Bufei. - Nosso relacionamento é errado... Isso está nos colocando em perigo, não posso arriscar.

— Vai terminar com ela? - perguntou surpresa.

— Não sei bem, espero que não. - a vi suspirar aliviada. - Tá feliz com isso? Achei que não aprovasse.

— Daniel, eu aprovar ou não é só um detalhe, a Julie sabe o que fazer com a vida dela. Eu fiquei mais revoltada por ela não me contar nada. É errado, mas você faz minha amiga muito feliz. Gostaria que ela sentisse isso por um outro garoto, talvez um vivo, ou menos grosso. - abaixei a cabeça. - Desculpe. - pediu envergonhada ao ver que falou demais. - Mas ela está muito feliz mesmo, esqueceu o Nicolas em tão pouco tempo, e isso só porque você está com ela.

— Você vai voltar a falar com a Julie?

— Volto. – cedeu. - Mas o que está acontecendo?

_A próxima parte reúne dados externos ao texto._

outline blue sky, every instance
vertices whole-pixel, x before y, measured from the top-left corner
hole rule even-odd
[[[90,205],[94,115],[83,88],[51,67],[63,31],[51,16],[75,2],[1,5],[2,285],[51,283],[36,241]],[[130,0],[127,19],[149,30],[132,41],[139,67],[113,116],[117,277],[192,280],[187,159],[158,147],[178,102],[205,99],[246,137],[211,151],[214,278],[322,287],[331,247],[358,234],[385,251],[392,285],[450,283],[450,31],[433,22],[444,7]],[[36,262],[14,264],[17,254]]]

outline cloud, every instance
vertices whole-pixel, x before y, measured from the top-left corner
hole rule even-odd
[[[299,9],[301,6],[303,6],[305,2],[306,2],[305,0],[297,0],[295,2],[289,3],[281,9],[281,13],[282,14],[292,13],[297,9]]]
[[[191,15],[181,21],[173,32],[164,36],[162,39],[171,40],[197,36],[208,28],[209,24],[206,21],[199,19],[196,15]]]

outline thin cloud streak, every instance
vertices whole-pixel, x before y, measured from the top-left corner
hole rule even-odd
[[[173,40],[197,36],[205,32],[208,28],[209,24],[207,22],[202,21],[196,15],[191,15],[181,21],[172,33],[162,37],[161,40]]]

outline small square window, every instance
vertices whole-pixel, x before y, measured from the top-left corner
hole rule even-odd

— Não posso te contar nada agora, mas se acontecer alguma coisa, diga que eu a amei demais. - abaixei a cabeça, odiava me declarar na frente de outras pessoas. - E diga para ela seguir em frente... Sem pensar em mim.

— Você vai embora?

— Não conte nada pra ela sobre nossa conversa, ok? Preciso ir. – desconversei.

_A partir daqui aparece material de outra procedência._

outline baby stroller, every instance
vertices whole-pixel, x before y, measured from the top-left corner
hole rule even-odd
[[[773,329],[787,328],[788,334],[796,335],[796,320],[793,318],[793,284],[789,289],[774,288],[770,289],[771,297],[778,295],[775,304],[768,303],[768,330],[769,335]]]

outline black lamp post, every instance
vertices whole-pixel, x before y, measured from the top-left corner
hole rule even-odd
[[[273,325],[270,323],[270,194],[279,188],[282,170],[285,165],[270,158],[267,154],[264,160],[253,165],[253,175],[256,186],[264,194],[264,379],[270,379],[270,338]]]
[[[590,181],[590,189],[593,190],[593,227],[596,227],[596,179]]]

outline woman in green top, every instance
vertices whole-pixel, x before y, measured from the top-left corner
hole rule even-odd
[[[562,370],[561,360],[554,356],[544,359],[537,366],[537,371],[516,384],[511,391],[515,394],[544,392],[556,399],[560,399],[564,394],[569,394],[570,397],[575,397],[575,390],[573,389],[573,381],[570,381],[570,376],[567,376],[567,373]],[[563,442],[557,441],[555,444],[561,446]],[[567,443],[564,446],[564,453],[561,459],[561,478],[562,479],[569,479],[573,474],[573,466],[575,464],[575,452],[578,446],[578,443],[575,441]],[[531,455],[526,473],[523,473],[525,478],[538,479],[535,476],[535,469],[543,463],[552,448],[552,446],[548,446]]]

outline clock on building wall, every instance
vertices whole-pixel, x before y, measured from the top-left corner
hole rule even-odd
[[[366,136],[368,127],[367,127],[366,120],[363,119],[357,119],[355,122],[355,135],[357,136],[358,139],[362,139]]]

Fiquei invisível antes que ela fizesse mais alguma pergunta.

Decidi não esperar a Julie na escola hoje, preferi ir à edícula pedir ajuda para os meninos, ou melhor, para o Félix, já que nem sempre posso contar com o Martim.

...

— Você o que? Está ficando louco Daniel? A polícia espectral está na sua cola e mesmo assim continua desobedecendo as regras, o que você tem na cabeça?

— Eu sei que é errado, mas ainda podemos tentar chantagear o Demétrius, ele também não vai sair ileso.

— É, mas mesmo assim, sabe que pode ficar anos sem ter contato com os vivos né? – Félix estava ficando desesperado, acho que não foi uma boa ideia pedir ajuda pra ele.

— Demétrius dá um jeito. – respondi dando de ombros.

— Ele mesmo te disse que não é o único que trabalha lá, não confie nisso. – bufei.

— Daniel, o melhor seria se afastar um pouco. A Julie é legal, mas não é a única garota do mundo. – Martim se manifestou colocando a mão no meu ombro. – Vamos ficar um tempo perto dos mortos, pelo menos até a poeira abaixar. Eu te ajudo a achar outra gatinha.

— Eu não preciso de outra garota. – falei entredentes

— Como quiser. – levantou as mãos se defendendo. - Mas quanto antes se afastar, menor será sua pena.

— Vocês não estão ajudando.

— O que você espera que a gente faça? Não podemos lutar contra as regras Daniel, as consequências sempre existiram e você sabia que mais cedo ou mais tarde elas cairiam sobre você. – Félix disse frio.

— Achei que estavam do meu lado. – acusei olhando os dois que tinham uma expressão séria. – Principalmente você Félix, não disse que me apoiaria?

— Apoio sua felicidade, mas você tem que ver o que é melhor para VOCÊ. Vai ser bom se afastar? Não. – explicava. – Mas ser preso, é mil vezes pior.

— Hum. – não deixei que eles continuassem e sai da edícula. Não aguentaria mais nem um segundo daquela falação que sinceramente, não me levaria a lugar nenhum.

Realmente não sei o que esperava que eles fizessem, queria que me dessem conselhos e não um sermão.

O certo seria ir embora agora antes que me procurem, mas não sei se vou conseguir ficar longe da Julie. Vou tentar aproveitar ao máximo esses últimos dias com ela, talvez isso piore tudo mas acho que o Demétrius pode dar um jeito, ainda tenho como chantageá-lo, mas, caso isso não funcione e eu acabe me afundando, tenho certeza que ele vai junto.